ClearFlame’s cost per mile in this application is expected to be substantially lower than BEV and FCV platforms, primarily due to the high purchase costs of these platforms.
ClearFlame’s technology has the potential to reduce well-to-wheels GHGs and tailpipe emissions relative to traditional diesel fuel significantly. ClearFlame is estimated to provide a 42% lifecycle carbon reduction compared with diesel, as well as approximately 22% lower GHG than battery electric vehicles based on the national average grid mix.
The cost per mile for battery-electric and fuel-cell technologies in long-haul trucking is currently high, making technologies like ClearFlame important options to immediately provide cost-effective GHG and tailpipe emissions reductions.
The TCO analysis was conducted when diesel fuel’s national average was $3.48 per gallon in October 2021 and found that ClearFlame-enabled trucks would have a lower TCO than diesel by $0.08 per mile, lower than natural gas by $0.09 per mile, lower than electric by $0.97 per mile, and lower than hydrogen platforms by $0.61 per mile.
The report also highlights the potential for even greater GHG reductions using other feed sources developed by the ethanol industry with lower carbon intensities. For instance, further improvement to ethanol production processes—such as utilizing more corn fiber and stover, or adding carbon capture to production facilities—would result in GHG emissions reductions of 69-83% compared with diesel, depending on the region.

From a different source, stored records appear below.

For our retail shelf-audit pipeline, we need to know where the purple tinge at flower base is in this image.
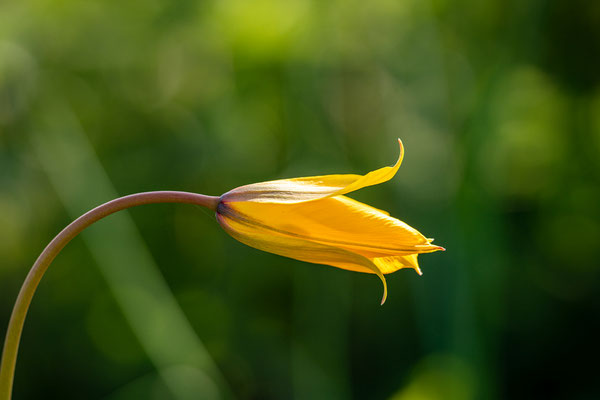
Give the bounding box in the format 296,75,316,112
217,140,444,304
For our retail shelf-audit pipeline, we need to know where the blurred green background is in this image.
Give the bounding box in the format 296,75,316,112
0,0,600,400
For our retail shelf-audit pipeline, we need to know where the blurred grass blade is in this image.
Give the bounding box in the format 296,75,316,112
32,104,230,399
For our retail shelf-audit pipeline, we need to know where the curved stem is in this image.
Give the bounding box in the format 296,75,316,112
0,191,219,400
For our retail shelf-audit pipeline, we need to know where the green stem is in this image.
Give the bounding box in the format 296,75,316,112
0,191,219,400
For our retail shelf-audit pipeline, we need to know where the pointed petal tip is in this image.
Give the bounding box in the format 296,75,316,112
379,275,387,305
396,138,404,166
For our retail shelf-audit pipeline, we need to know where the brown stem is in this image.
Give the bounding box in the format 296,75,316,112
0,191,219,400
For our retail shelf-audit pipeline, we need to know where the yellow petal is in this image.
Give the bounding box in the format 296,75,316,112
221,139,404,204
371,254,423,275
217,214,387,304
220,196,441,256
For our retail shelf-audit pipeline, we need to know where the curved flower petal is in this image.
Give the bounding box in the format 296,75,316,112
221,139,404,204
217,214,387,304
219,196,441,256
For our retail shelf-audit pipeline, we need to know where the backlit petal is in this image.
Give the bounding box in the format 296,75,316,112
221,196,441,256
217,214,387,304
221,139,404,204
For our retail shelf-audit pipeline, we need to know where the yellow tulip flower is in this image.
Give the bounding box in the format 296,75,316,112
216,139,444,304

The report further highlights that ClearFlame can significantly reduce tailpipe PM2.5 by 99%, DPM by 100%, and SOx by 95% relative to traditional diesel fuel. While ClearFlame’s technology is expected to meet all the same emissions regulations for modern diesel engines, it is also fully expected to meet the stricter standards being enacted by California’s Low NOx Heavy-Duty Omnibus Regulation and proposed by the US EPA, without the additional cost and complexity facing diesel engines.

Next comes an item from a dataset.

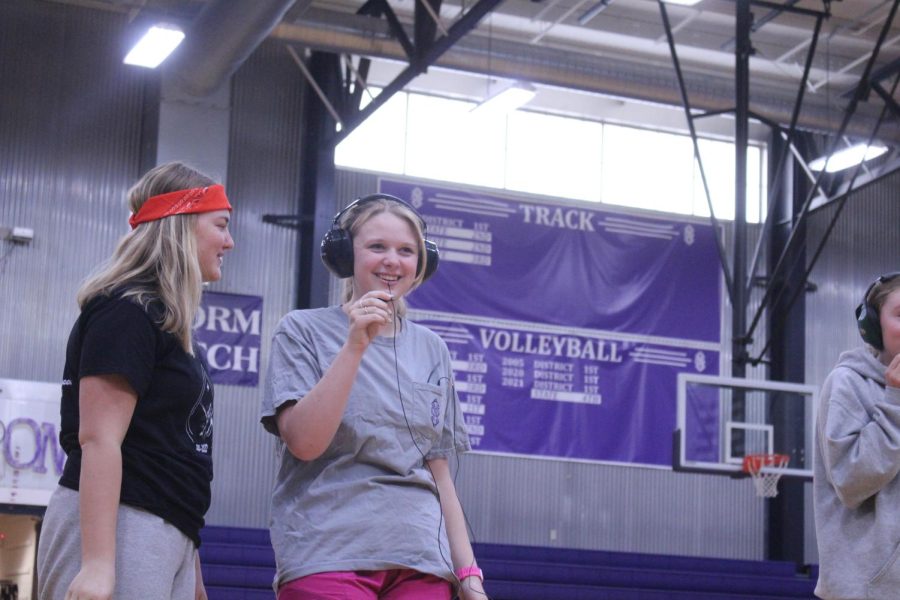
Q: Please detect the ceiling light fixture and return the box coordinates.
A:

This study clearly shows that ClearFlame’s technology can provide significant and cost-effective GHG and tailpipe emissions reductions in the immediate future. While most of the discussion around sustainable fuels today focuses on compressed natural gas, battery-electric, and hydrogen fuel cell vehicles, alcohol fuels have the potential to play a valuable role in sustainable transportation. ClearFlame’s engine technology and ethanol fuel supply model could address the historic barriers to the adoption of ethanol fuels in the heavy-duty market.
The independent study was commissioned by ClearFlame Technologies and conducted by GNA Clean Transportation & Energy Consultants. ClearFlame was allowed to comment on the study protocol and was provided with a report of the results. The study results were not impacted apart from suggestions for clarification.
The model evaluates various platforms in Class 8 over-the-road applications, a market that is assumed to be well suited to the ClearFlame technology as vehicle range, weight, fuel costs, fuel availability, and fueling time are key concerns in this application.
The TCO model evaluates the following cost components for each technology: Vehicle Purchase Cost, Federal Excise Tax, State Sales Tax, Vehicle Maintenance, Vehicle Insurance, Fuel Costs, Depreciation Tax Benefits, Incentives (RFS and Low Carbon Fuel Standard), Residual Value.
The net cash flow over the useful life of the truck (8 years) is used to calculate the average cost per mile (CPM) for each of the technologies. The average annual mileage for this analysis is 101,000 miles, based on the US EPA MOVES model default value for Class 8 long-haul semi-tractors.